[hackcheck] http has a uid 0 account

Oct 16, 2010
12
0
51
The hackcheck script identified a user called http with root privilege. I did not create this account. So far I've disabled the account. How do I determine how the account was created and what is was used for before being disabled? Does anyone have any suggestions on what to do next?

Thank
 

cPanelTristan

Quality Assurance Analyst
Staff member
Oct 2, 2010
7,607
40
348
somewhere over the rainbow
cPanel Access Level
Root Administrator
It would have been better not to disable the account and check for any processes it was running by using "ps aux | grep http" and "lsof -p PID#" but now it's been disabled and that information won't be available. At this point, it's going to be far more difficult to track it down if someone else created it.

Did you remove the user entirely or just disable the user? Because if the user exists, you could check for files and folders owned by that user:

Code:
find / -user http
Again, if you've removed the user, that won't be available either.
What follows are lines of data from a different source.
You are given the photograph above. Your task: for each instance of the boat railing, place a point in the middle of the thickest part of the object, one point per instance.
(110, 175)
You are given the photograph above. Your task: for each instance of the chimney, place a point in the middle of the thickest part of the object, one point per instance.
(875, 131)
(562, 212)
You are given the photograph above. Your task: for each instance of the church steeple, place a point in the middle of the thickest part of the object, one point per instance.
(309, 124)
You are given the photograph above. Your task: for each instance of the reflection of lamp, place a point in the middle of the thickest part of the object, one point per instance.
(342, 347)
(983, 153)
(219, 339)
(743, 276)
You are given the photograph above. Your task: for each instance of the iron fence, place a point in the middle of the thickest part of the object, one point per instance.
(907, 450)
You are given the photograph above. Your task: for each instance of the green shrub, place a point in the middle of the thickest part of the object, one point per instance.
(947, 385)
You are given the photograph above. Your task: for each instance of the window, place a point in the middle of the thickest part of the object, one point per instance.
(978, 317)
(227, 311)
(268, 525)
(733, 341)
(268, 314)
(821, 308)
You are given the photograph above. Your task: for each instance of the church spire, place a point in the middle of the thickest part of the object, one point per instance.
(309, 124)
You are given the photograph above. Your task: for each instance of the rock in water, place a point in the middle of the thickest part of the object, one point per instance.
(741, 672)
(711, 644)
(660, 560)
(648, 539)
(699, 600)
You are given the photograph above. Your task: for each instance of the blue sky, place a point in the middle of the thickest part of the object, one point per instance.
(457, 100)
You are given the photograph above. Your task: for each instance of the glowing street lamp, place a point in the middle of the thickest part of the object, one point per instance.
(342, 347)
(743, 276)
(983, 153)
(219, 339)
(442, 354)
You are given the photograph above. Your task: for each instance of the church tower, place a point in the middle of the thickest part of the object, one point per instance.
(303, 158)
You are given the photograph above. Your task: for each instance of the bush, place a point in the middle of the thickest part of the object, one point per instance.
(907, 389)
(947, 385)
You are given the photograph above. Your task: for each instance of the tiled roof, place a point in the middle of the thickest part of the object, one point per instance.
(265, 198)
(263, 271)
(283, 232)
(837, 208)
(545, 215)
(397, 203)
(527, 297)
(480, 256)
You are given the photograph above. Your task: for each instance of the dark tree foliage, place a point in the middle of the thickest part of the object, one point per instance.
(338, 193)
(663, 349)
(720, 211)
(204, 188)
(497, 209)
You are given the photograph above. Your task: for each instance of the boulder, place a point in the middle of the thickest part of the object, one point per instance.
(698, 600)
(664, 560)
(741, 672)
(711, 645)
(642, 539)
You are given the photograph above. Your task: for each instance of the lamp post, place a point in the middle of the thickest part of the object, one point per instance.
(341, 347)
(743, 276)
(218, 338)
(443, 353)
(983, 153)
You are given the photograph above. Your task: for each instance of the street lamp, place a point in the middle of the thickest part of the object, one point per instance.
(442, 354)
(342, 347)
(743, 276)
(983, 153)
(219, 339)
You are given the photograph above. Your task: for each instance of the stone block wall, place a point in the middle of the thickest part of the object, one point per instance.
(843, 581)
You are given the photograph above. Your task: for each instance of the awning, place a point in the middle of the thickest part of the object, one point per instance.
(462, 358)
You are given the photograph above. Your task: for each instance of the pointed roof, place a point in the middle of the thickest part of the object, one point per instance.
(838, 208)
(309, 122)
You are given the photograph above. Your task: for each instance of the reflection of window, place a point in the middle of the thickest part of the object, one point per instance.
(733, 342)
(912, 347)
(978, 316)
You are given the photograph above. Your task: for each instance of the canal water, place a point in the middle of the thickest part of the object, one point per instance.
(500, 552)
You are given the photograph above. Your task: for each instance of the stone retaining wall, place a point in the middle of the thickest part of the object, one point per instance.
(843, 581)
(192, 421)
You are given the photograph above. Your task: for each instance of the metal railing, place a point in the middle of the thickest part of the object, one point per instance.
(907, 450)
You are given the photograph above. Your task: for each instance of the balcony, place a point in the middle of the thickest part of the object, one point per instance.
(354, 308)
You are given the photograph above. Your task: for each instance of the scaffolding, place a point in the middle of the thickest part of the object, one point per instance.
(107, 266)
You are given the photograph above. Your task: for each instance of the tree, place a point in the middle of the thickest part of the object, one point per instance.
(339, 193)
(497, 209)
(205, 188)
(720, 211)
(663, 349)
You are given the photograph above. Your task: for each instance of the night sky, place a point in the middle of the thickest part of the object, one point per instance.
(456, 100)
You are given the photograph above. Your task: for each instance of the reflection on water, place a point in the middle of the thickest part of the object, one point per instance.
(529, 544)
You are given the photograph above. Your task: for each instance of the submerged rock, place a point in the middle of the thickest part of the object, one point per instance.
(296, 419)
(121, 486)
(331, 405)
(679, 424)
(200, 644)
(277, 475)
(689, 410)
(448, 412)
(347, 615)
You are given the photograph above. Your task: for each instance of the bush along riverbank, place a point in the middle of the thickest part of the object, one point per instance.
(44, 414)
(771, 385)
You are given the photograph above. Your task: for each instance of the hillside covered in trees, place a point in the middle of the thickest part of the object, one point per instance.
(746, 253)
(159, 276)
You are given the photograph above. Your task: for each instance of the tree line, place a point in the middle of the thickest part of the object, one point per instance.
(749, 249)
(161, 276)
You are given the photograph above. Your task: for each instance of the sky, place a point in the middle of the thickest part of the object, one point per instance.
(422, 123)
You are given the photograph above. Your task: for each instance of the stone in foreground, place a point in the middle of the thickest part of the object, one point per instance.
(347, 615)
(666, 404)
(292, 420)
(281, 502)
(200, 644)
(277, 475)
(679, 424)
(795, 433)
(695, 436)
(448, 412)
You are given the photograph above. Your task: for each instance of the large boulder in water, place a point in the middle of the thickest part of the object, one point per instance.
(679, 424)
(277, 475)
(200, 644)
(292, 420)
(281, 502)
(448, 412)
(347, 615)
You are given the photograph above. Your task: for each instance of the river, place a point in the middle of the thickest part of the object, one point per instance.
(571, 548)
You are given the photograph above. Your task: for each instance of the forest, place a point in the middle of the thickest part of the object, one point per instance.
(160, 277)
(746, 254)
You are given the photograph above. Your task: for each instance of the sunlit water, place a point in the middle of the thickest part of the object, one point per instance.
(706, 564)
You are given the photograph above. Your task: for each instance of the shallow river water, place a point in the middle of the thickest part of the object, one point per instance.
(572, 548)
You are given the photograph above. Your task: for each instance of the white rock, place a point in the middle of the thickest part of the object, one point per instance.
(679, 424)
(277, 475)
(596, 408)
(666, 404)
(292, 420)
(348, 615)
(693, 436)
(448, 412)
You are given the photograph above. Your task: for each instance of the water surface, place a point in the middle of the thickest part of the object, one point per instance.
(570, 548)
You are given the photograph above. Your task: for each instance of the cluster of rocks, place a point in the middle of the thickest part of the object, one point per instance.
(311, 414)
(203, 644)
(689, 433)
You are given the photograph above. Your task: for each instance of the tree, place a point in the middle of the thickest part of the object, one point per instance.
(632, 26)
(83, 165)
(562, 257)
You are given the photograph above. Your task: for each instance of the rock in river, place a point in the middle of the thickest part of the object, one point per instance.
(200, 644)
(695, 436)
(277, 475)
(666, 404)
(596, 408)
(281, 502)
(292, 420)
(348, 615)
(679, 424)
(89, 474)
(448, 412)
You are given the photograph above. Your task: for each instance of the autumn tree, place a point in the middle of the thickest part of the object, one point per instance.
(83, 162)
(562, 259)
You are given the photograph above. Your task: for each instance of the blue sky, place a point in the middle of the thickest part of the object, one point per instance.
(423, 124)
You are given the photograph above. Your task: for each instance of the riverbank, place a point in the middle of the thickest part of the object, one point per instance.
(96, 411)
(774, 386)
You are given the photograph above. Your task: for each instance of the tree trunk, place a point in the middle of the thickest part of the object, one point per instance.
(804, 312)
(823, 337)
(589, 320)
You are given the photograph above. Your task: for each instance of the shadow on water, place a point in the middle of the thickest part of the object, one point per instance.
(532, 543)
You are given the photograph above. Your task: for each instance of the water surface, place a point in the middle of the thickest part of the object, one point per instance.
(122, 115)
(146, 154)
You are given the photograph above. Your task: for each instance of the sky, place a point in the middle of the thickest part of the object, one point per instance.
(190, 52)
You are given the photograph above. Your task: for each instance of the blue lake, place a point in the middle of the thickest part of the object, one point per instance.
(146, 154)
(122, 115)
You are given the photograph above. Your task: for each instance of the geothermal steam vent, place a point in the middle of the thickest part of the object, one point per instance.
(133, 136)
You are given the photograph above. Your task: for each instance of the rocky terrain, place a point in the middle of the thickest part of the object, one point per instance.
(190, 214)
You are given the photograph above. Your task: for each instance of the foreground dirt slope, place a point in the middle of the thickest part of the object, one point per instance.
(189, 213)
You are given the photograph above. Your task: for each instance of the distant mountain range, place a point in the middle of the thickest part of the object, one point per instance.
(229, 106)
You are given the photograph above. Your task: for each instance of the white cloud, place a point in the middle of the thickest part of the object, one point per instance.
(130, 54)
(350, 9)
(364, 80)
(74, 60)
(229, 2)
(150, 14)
At that point, you can only check /root/.bash_history for possible indications of that user being added.
 

JeffP.

Well-Known Member
Sep 28, 2010
164
15
68
You should also check your syslogs for possible log activity of the user being added. For example, /var/log/secure may contain this information, which could be helpful to know the time of when the account was created. You can the use that information to look for signs of other suspicious activity that might've taken place around that same time.
 

cPanelTristan

Quality Assurance Analyst
Staff member
Oct 2, 2010
7,607
40
348
somewhere over the rainbow
cPanel Access Level
Root Administrator

tandisweb

Registered
Jul 18, 2012
1
0
1
cPanel Access Level
Root Administrator
Hi Dears
We can fix this problem
--------------------------------------
[hackcheck] admin has a uid 0 account
IMPORTANT: Do not ignore this email.
This message is to inform you that the account admin has user id 0 (root privs).
This could mean that your system was compromised (OwN3D). To be safe you should
verify that your system has not been compromised.
--------------------------------------

1-First step check which account has UID 0 in ssh command line
>> cat /etc/passwd | grep 0:0
in result you must seen same these line ...
root:x:0:0:root:/root:/bin/bash
admin:x:0:0:admin:/home/admin:/bin/bash

any account more than root must be deleted to fix, in this server we have admin more than root, then we remove it

2-Go to this address >> /etc
3-nano -w passwd
4-Find >> admin:x:0:0:admin:/home/admin:/bin/bash , and remove that line
care full fore remove account , and sure that which account must be remove
5-CTRL + X
6-for save file >> press Y
7-check fix this by >> cat passwd
8-restart apache
9- Finished . enjoy it
 
Last edited:

JeffP.

Well-Known Member
Sep 28, 2010
164
15
68
You should use "userdel" to remove users. If editing /etc/passwd manually is ever necessary, you should use "vipw", as it will safely handle any issues if changes are made to the file while you are editing it. nano will not.
 

brianoz

Well-Known Member
Mar 13, 2004
1,146
7
168
Melbourne, Australia
cPanel Access Level
Root Administrator
Code:
find / -user http
That find command will list all files owned by root, not http - unix filesystems record file ownership numerically, so any http-owned files are owned by uid 0 and therefore are root-owned files.

So, unfortunately, that command of itself is useless. If there was a line like that in your password file, your system has been totally compromised (aka "rooted") and it's best to rebuild to be sure.

Prior to rebuilding, you might want to check for cron or at jobs owned by "http", not sure whether cron uses username or uid.
 

crazyaboutlinux

Well-Known Member
Nov 3, 2007
939
1
66
Yes, absolutely correct
Do not use vi or other text editor to edit password file.
The best way to edit /etc/passwd, or shadow or group file is to use vipw and vigr command which will edit the files /etc/passwd and /etc/group respectively.
 

cPanelTristan

Quality Assurance Analyst
Staff member
Oct 2, 2010
7,607
40
348
somewhere over the rainbow
cPanel Access Level
Root Administrator
Actually, the best way to edit the files if you are removing is to use userdel and groupdel commands.The best way to make changes is via usermod and groupmod. vipw and vigr aren't the best way to make such revisions and should be used as a last resort if you cannot (for some unknown reason) get userdel, groupdel, usermod and groupmod to work.